1.1. Cross-cultural videoconferencing projects for language learning
Cross-Cultural videoconferencing projects have been implemented in the field of second-language teaching. The use of videoconferencing has been supported by second-language learning theories. Videoconferencing, by nature, creates a multimodal environment with audio, visual, and textual messages, which is similar to face-to-face communication. Spontaneity and interaction are created naturally. Language learners are able to undertake more negotiations of meaning and boost their second language development (Gass and Selinker, 1994; Chun and Plass, 2000; Long, 2015).
Moreover, supported by sociocultural theories, videoconferencing facilitates its users to build a learning community. With the impact of videos, users gain confidence and reduce the sense of isolation (Hampel and Hauck, 2004). Language learners can reach native speakers or more competent target-language users through videoconferencing and construct knowledge through dialogues (Vygotsky, 1978). Consequently, communicative competence can be developed more effectively (Saito and Akiyama, 2018; Tecedor and Campos-Dintrans, 2019).

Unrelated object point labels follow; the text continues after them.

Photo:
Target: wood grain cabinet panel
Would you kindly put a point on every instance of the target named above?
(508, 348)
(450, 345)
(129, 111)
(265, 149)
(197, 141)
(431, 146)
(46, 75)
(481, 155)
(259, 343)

Research has reported a variety of cross-cultural videoconferencing projects involving second-language learners. Freiermuth and Huang (2020) have further advocated that telecollaborative videoconferencing activities are beneficial to the enhancement of learner inter-and intra-cultural understanding. Learners also gain more exposure to cultural content and develop their inter-cultural competence (Tecedor and Vasseur, 2020). They could become sensitive to the target culture of their videoconferencing partners when they participate in intercultural interaction (O’Dowd, 2000).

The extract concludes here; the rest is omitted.